Prof. Dr. İlyas ÇELEBİ ile Söyleşi
Mahir Kılınç
PROF. DR. İLYAS ÇELEBİ: “Bayram günleri, görevleri ifa etmenin ve Cenab-ı Hakk’ın rızasına nail olmanın mutluluğuna ulaşılan günlerdir.”
Muhterem Hocam, Rabbimiz için tuttuğumuz oruçları eda etmenin huzuruyla erdiğimiz bayram, asr-ı saadette nasıl idrak edildi? Bayramın Müslümanlar açısından anlamına değinir misiniz?
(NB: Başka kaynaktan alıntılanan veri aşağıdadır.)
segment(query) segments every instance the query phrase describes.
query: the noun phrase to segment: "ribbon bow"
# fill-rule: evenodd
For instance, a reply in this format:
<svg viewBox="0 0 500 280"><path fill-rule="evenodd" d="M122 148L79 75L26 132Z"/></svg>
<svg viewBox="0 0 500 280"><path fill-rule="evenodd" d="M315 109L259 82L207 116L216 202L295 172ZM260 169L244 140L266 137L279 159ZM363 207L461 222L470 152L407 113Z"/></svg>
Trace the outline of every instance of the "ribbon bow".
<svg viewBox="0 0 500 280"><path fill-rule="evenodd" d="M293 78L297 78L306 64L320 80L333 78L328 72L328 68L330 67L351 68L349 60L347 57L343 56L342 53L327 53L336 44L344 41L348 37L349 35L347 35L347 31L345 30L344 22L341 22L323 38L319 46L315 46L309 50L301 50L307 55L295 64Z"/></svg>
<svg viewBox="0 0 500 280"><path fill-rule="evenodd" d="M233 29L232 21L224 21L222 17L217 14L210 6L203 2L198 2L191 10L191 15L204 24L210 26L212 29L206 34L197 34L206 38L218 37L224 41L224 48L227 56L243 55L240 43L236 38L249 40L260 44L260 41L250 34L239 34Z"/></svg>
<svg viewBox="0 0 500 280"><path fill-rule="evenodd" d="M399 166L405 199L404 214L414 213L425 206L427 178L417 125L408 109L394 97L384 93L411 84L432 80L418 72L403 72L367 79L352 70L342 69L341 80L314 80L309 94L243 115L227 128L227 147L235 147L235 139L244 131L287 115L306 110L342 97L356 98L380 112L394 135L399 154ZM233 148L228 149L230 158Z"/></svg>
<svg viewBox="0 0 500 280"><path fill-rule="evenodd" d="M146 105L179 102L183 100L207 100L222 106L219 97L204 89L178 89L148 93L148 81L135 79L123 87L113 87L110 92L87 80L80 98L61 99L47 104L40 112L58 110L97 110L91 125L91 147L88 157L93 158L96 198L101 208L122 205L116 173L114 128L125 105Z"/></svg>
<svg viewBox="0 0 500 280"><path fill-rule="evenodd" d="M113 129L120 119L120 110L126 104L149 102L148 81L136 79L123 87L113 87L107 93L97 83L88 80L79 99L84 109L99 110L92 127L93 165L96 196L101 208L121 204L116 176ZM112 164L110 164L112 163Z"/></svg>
Bilindiği üzere Peygamber Efendimiz Medine’ye hicret ettiğinde burada İranlılardan örnek alınarak kutlanılan iki bayramın bulunduğunu gördü. Daha çok Cahiliye Dönemi’nin âdetlerine göre kutlanan bu bayramların yerine Yüce Allah onlara ramazan ve kurban bayramlarını ihsan etmiştir. Böylece Müslümanlar İslami esaslara uygun ve onların tamamlayıcısı olan dinî bayramlara kavuşmuş oldular. Bayram günleri, verilen görevleri ifa etmenin ve Cenab-ı Hakk’ın rızasına nail olmanın mutluluğuna ulaşılan günler olduğu için idrak edenlerin bu günlerde birbirlerinin sevinç ve mutluluklarını paylaşmaları, meşru kurallar içinde eğlenmeleri caiz, hatta hakları olarak görülmüştür. Peygamberimiz, bu günlerde arkadaşlarını evlerinde ziyaret eder, ikramlarını kabul eder ve kendisi de misafirlerine ikramda bulunurdu. Ayrıca çocuklarla ilgilenir, sokakta gördüğünde onların başlarını okşar, onlara selam verir, hatta onlarla şakalaşır ve hediyeler verirdi. Bir bayram günü Mescid-i Nebevi’nin toprak zemini üzerinde mızrak kalkan oyunları oynayan bir grup Habeşliyi hanımı Hz. Aişe ile seyretmiş (Buhârî, “ʿÎdeyn”, 2; Müslim, “Ṣalâtü’l-ʿîdeyn”, 17-21.); bir başka bayram günü ise huzurunda Buâs Harbi’ne ait ezgileri söyleyen iki kız çocuğuna müdahale etmek isteyen Hz. Ebu Bekir’e engel olarak, “Her milletin bir bayramı vardır, bu da bizim bayramımızdır.” buyurmuştur (Buhârî, “ʿÎdeyn”, 3; Müslim, “Ṣalâtü’l-ʿîdeyn”, 16, 17).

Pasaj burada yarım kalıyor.